The cardboard lion artwork inverts the medium, scale and weight of the sculpture by the reticulated laser cut design. The corrugated cardboard is literally see-through, confusing the sensory perceptions of weight and scale, while creating interference patterns.

The work is about the symbolic confluence of power and waste. The lion and the scavenger both bear witness to the conflicts of the past and the present. Many elderly 'scavengers', also called ‘refuse workers’ or ‘street cart people’, collect sheets of refuse, machinery and cardboard, and make a small amount of money from the weight of the garbage/recyclable materials that they cart through the city of Hong Kong. They are the workhorses of urbanization, a link between pre and post modernization. They are a modern version of 'gleaners' and they play the role of a vehicle and an arterial physical unit of the 'body' of a city, i.e. they move the waste products in and out of a system.
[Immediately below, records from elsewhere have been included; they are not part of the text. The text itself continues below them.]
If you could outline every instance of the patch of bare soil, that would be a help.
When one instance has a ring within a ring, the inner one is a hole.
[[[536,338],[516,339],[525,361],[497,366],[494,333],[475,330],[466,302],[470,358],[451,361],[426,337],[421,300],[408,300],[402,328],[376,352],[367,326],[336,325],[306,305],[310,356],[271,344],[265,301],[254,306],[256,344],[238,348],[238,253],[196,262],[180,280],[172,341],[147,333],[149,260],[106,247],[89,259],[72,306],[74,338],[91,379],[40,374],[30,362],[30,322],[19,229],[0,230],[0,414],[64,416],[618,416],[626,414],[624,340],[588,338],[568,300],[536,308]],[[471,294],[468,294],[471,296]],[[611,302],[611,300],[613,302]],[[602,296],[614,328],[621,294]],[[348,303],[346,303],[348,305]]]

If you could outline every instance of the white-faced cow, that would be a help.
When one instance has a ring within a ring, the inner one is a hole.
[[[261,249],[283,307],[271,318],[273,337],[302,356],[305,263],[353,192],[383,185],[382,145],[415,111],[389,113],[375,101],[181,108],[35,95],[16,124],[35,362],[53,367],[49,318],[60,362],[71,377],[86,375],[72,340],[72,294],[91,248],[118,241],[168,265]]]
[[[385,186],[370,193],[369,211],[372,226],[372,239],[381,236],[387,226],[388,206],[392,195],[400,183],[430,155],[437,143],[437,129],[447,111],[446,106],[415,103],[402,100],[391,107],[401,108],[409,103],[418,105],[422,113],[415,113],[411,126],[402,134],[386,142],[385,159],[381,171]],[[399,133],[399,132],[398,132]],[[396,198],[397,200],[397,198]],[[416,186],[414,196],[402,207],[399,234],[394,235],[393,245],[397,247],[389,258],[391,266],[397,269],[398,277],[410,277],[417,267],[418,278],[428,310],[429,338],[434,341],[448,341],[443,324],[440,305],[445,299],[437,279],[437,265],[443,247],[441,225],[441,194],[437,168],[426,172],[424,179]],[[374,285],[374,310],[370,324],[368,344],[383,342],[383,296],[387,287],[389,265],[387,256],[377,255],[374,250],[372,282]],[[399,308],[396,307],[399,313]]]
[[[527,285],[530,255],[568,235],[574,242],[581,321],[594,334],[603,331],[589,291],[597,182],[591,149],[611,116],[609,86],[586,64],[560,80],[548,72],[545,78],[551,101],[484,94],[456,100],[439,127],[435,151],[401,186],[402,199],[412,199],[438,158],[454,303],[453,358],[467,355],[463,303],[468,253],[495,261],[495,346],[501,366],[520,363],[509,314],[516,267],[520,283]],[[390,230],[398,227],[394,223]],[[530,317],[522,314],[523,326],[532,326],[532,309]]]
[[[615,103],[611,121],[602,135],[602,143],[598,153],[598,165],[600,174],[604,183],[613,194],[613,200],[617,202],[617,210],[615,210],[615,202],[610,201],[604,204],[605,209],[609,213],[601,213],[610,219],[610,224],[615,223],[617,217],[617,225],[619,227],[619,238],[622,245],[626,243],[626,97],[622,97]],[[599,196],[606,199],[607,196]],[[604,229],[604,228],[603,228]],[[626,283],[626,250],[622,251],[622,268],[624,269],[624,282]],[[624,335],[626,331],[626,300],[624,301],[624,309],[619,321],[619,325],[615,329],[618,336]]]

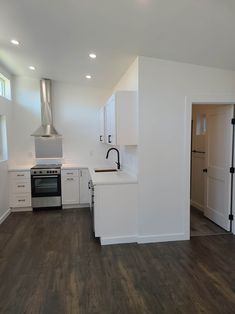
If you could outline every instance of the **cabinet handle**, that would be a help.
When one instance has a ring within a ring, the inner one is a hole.
[[[67,172],[66,174],[67,175],[73,175],[73,172]]]
[[[103,135],[100,135],[100,142],[103,141]]]
[[[18,200],[18,202],[25,202],[25,200]]]
[[[207,172],[207,169],[205,168],[205,169],[203,169],[202,171],[203,171],[203,172]]]
[[[24,177],[24,174],[17,174],[17,177]]]
[[[73,181],[73,178],[67,178],[67,181]]]
[[[91,189],[91,181],[88,182],[88,189]]]
[[[112,141],[111,141],[111,135],[108,136],[108,142],[111,144]]]
[[[24,188],[25,185],[17,185],[18,188]]]

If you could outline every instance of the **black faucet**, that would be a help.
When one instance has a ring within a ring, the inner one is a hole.
[[[111,152],[111,150],[115,150],[117,152],[117,158],[118,158],[118,161],[116,162],[117,164],[117,168],[118,170],[120,170],[120,154],[119,154],[119,150],[117,148],[110,148],[108,151],[107,151],[107,155],[106,155],[106,159],[109,158],[109,152]]]

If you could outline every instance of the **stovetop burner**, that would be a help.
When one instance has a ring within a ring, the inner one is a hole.
[[[61,169],[61,164],[35,165],[31,169]]]

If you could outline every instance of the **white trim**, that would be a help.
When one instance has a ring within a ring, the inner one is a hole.
[[[2,216],[0,216],[0,224],[10,215],[11,209],[9,208]]]
[[[11,211],[13,213],[21,213],[21,212],[31,212],[33,211],[32,207],[12,207]]]
[[[195,202],[195,201],[190,201],[191,206],[196,207],[198,210],[204,213],[204,206]]]
[[[188,236],[188,234],[185,234],[185,233],[144,235],[144,236],[138,237],[138,244],[169,242],[169,241],[183,241],[183,240],[189,240],[189,239],[190,239],[190,236]]]
[[[137,236],[100,237],[101,245],[137,243]]]
[[[213,104],[213,105],[234,105],[235,94],[224,95],[191,95],[185,97],[185,129],[184,129],[184,230],[188,238],[190,238],[190,161],[191,161],[191,119],[193,104]],[[234,187],[235,189],[235,187]],[[235,190],[234,190],[235,196]],[[233,213],[235,208],[233,208]],[[233,232],[235,233],[235,223],[233,223]]]

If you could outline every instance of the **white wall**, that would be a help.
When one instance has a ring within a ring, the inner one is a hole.
[[[11,110],[12,102],[0,96],[0,115],[6,117],[8,154],[11,153]],[[0,222],[9,210],[8,161],[0,161]]]
[[[41,123],[39,80],[16,77],[14,93],[13,164],[34,163],[34,138]],[[98,109],[109,90],[52,82],[54,125],[63,136],[65,162],[81,165],[104,162],[105,148],[99,143]]]
[[[223,99],[234,91],[233,71],[139,58],[140,242],[188,238],[190,149],[185,145],[190,124],[185,97]]]
[[[138,58],[127,69],[113,92],[118,90],[134,90],[138,92]],[[120,147],[122,168],[130,173],[138,175],[138,146]]]
[[[10,72],[0,64],[0,73],[11,80]],[[11,154],[11,122],[12,102],[0,96],[0,115],[6,117],[8,155]],[[0,161],[0,222],[5,218],[9,210],[8,198],[8,161]]]

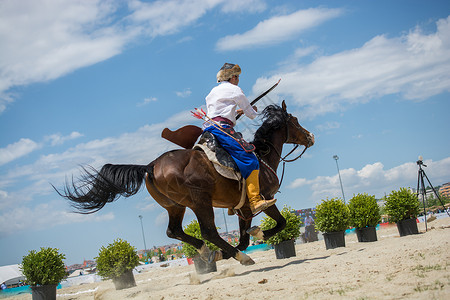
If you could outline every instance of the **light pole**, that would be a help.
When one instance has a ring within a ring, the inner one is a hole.
[[[344,198],[344,203],[345,203],[344,188],[342,187],[341,172],[339,172],[339,165],[338,165],[338,162],[337,162],[338,159],[339,159],[339,156],[333,155],[333,158],[336,161],[336,167],[337,167],[338,175],[339,175],[339,182],[341,183],[342,198]]]
[[[144,225],[142,225],[142,218],[143,216],[139,215],[139,219],[141,219],[142,238],[144,239],[144,253],[147,253],[147,245],[145,244]]]
[[[222,208],[222,213],[223,213],[223,220],[225,222],[225,232],[227,234],[227,241],[228,241],[228,226],[227,226],[227,218],[225,217],[225,208]]]

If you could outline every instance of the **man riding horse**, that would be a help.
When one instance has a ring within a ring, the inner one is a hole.
[[[208,114],[203,117],[209,122],[205,124],[203,131],[205,136],[211,133],[216,135],[220,144],[236,161],[237,168],[247,179],[244,195],[240,191],[238,180],[222,176],[206,152],[193,148],[202,132],[201,128],[193,125],[180,128],[176,132],[170,132],[166,128],[162,133],[162,136],[168,137],[168,140],[178,141],[177,144],[183,149],[165,152],[147,165],[105,164],[99,171],[94,168],[91,170],[84,168],[79,181],[66,183],[62,191],[56,191],[70,200],[78,212],[89,214],[99,211],[120,196],[135,195],[145,183],[152,198],[167,210],[169,216],[167,236],[194,246],[201,258],[205,260],[216,261],[233,257],[243,265],[254,264],[255,262],[242,252],[249,245],[249,234],[266,240],[286,226],[286,220],[276,205],[273,205],[276,200],[271,199],[280,187],[276,172],[280,161],[283,163],[294,161],[301,154],[295,159],[287,160],[287,155],[281,156],[283,145],[295,145],[290,153],[298,145],[303,145],[304,152],[314,144],[314,135],[304,129],[295,116],[287,112],[286,103],[283,101],[281,106],[273,104],[264,109],[263,123],[255,133],[253,145],[243,141],[242,136],[236,135],[233,129],[238,118],[236,112],[240,112],[236,109],[239,106],[242,113],[250,118],[256,116],[256,111],[237,86],[240,73],[238,65],[225,64],[217,74],[220,84],[206,97]],[[263,97],[275,86],[258,98]],[[184,139],[177,140],[176,137]],[[258,160],[251,153],[253,149],[261,161],[260,174],[258,174],[260,170]],[[258,177],[263,183],[261,190]],[[241,200],[246,196],[245,192],[248,194],[250,203],[241,205]],[[260,193],[271,200],[263,200]],[[239,209],[242,215],[239,218],[240,238],[237,246],[227,243],[217,232],[214,207],[241,207]],[[184,232],[182,222],[187,208],[195,213],[203,239],[215,244],[221,249],[220,251],[210,255],[203,240]],[[275,227],[260,230],[256,226],[249,230],[252,213],[261,210],[276,221]]]
[[[259,189],[259,162],[253,154],[254,147],[244,145],[240,133],[233,127],[236,115],[245,114],[250,119],[257,116],[256,106],[251,106],[240,87],[239,65],[225,63],[217,73],[218,86],[206,96],[208,120],[204,131],[212,133],[219,144],[231,155],[246,182],[246,192],[253,214],[273,205],[276,199],[262,199]],[[239,107],[239,109],[237,109]],[[247,147],[246,147],[247,146]]]

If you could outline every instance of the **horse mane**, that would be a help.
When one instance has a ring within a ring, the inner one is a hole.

The video starts with the cardboard lion being pushed by Lam Por Por, a trolley pusher working the streets for the last ten years. She passes the HSBC headquarters and the original bronze lion and winds the trolley through her usual route, going from the wealth of the central city to one of the oldest suburbs, Sheung Wan. The lion sculpture is finally wheeled to a classic weighing garage where the sculpture is weighed and where the ‘scavengers’ collect their money depending on the amount of waste collected.


 
Drummer
2008
Cardboard sculpture, street trolley, DVD
9300mm x 1880mm x height 1830mm (approx)

 
A companion artwork to 'Scavenger'. 

In the video a young Hong Kong drummer, drums in the junction between the new People's Liberation Army building and the large construction site of the new Hong Kong government buildings. Night is setting and the lights of the skyline surround a solo performance by the drummer, making a surreal backdrop.

The young man drums a replica cardboard sculpture of a drum set, marking and physically puncturing the cardboard drum with every strike of the drum stick. There are inferences in the art work between the contrast of old and new Hong Kong - the historical yet modern Westernised system transferring to a communist authority. But the work is also a paean to the romanticism of one’s individual activity within a larger organism. This improvised protest is both quiet and exhilarating.

The drummer’s free form percussion sets a physical score to the blinking lights of the buildings, and also underscores the metaphysical speed and drive of the city.

In this relatively silent performance the sound of the drum is deadened by the cardboard material.  

The cardboard drum is first wheeled into view by a trolley worker, an older man who could be the drummer's father. After the young drummer is finished the elderly trolley worker wheels the work back again out of sight into the megatropolis.

The work deals with the notion of power, position and the status of one's 'voice'. It is a performance about silence and sound, and the difference of between two generations against a radically changing urban landscape.

The final sculpture, a pierced and punctured drum made from of layers of precision cut corrugated cardboard, is echoing the abstract architecture and skyscrapers of a city also shaped and punctured by changes over time and history.